MY THOUGHTS AND ONE QUESTION: Now, we are getting into the meat of their model. It is good to hear their theoretical foundations in previous chapters but now McMinn and Campbell show us how they see how humans develop. While acknowledging the Fall, here’s what I see about their view:

1. Humans are intrinsically motivated to move toward God and long for a proper relationship to God, others, and creation.
2. The fall brings misery, brokenness, and difficulty (our fundamental problem is broken relationships)
3. Fallen humans are ripe for cognitive distortion.
4. When good longings (see pt. 2) are not met, we make bad but understandable choices (even adaptive at the time) and interpretations which lead to formative experiences that we interpret in distorted ways which in turn lead to more cognitive, moral/schema, and relational problems.

Classic Reformed theology suggests we NOT ONLY inherit a broken world, we also inherit Adam and Eve’s desire to be on par with God. We have an intrinsic motivation to be God and our denial of God comes out of this motivation (Rom 1). So here’s my question (in 2 parts):

1. Do we begin with good longings that we attempt to meet in naive and foolish ways (a la James in chapter 4), OR do we begin at birth to read things in distorted ways because we are looking to be our own God? Or both
2. Does this distinction matter? How would it impact our therapy model or application?

Calvin seems to support both ideas. He says our heart are idol factories AND he says our problem is not so much what we want/desire, but how much we want it. Notice that if you emphasize the “bad response to a bad situation” then it might end up dismissing personal culpability. However, if you emphasize the “bad heart seeks self promotion” then it might end up missing the all important influence passed on from a broken world and thereby blaming people for being sinned against.

2 Comments

Filed under book reviews, christian psychology, Cognitive biases, personality, Psychology, Uncategorized

2 responses to “Integrative Psychotherapy V

  1. kimwinters

    I am not sure how the idea the we begin with good longings fits in with this verse in Psalm 14:2-3…
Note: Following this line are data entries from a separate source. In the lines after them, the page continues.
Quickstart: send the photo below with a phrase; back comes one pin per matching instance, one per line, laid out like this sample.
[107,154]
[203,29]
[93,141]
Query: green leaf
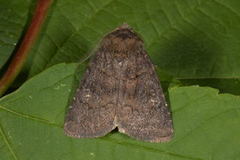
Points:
[186,38]
[206,125]
[13,18]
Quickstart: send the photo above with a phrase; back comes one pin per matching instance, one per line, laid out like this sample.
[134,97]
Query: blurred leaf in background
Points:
[191,42]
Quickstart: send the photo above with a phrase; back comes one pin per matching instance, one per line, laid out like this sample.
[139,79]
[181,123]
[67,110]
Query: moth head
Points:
[122,38]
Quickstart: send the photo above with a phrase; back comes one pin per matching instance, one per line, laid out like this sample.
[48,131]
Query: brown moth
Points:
[120,89]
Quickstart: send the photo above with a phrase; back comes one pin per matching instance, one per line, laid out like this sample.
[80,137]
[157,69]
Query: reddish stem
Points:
[21,54]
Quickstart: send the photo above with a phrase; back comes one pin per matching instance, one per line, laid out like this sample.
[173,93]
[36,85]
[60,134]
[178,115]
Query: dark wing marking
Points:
[92,111]
[143,112]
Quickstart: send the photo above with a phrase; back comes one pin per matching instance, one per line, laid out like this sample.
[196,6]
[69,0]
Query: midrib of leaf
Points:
[46,122]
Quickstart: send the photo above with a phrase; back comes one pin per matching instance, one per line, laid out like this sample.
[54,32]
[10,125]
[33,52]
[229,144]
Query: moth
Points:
[120,88]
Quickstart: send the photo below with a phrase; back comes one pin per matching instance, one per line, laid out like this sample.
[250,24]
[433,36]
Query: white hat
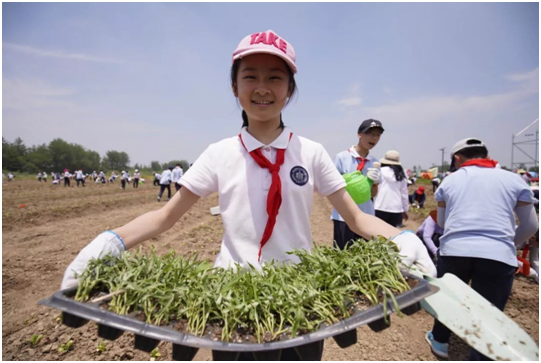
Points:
[392,157]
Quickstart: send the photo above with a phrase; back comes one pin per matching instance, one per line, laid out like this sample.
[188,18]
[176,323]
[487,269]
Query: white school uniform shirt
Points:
[392,195]
[166,177]
[226,167]
[177,174]
[479,217]
[347,162]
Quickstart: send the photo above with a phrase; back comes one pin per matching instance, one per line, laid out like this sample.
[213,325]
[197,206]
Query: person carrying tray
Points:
[478,246]
[265,177]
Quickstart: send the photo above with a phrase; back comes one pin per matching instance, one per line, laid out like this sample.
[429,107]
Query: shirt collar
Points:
[355,154]
[251,143]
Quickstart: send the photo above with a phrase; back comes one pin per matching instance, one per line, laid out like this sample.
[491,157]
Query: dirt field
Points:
[42,237]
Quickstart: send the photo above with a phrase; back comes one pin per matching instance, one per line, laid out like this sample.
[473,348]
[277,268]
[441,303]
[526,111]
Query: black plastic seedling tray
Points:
[185,346]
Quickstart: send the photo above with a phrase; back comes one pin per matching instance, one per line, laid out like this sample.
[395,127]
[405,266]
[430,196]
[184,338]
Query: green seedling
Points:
[155,354]
[35,339]
[65,346]
[101,347]
[278,298]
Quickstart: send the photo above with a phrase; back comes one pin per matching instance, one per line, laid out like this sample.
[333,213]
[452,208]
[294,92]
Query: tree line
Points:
[60,154]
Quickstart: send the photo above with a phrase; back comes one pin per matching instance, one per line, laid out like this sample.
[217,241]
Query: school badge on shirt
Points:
[299,175]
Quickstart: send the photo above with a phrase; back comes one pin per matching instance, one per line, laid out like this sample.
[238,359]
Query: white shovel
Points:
[479,323]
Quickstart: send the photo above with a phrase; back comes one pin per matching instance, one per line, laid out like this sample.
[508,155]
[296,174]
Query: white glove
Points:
[374,174]
[414,252]
[106,243]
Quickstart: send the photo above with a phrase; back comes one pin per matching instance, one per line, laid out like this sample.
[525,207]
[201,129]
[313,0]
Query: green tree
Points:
[115,160]
[61,156]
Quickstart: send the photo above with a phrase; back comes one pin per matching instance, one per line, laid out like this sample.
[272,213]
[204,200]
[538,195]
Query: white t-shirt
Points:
[177,174]
[392,195]
[165,178]
[227,168]
[347,162]
[479,217]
    “The LORD has looked down from heaven upon the sons of men
    To see if there are any who understand, who seek after God. They have all turned aside, together they have become corrupt; there is no one who does good, not even one.”

    But perhaps the authors are distinguishing between the longings of those who are born again versus the longings of those who are not? And I guess it also depends on how you define the word “begin”?

    I think it is essential to have a robust understanding of our sin nature and just how incapcitated it makes us even post-faith! Theological depth regarding sin and the sin nature is fading away in contemporary discussion – keeping in step with the fading away of hell itself!

    Thanks for these helpful posts on this important book.

    • I don’t think the authors were distinguishing between saved and unsaved longings. I think they might argue that as imagers of God, we do have longings that are good (not all good). But, this would suggest that we can’t be as bad as we try to be but that even in our sin, we still image God in our longings. Some would argue that Reformed theology focuses too much on the sin aspects and cannot see the places where we (even unwittingly) represent the character of God.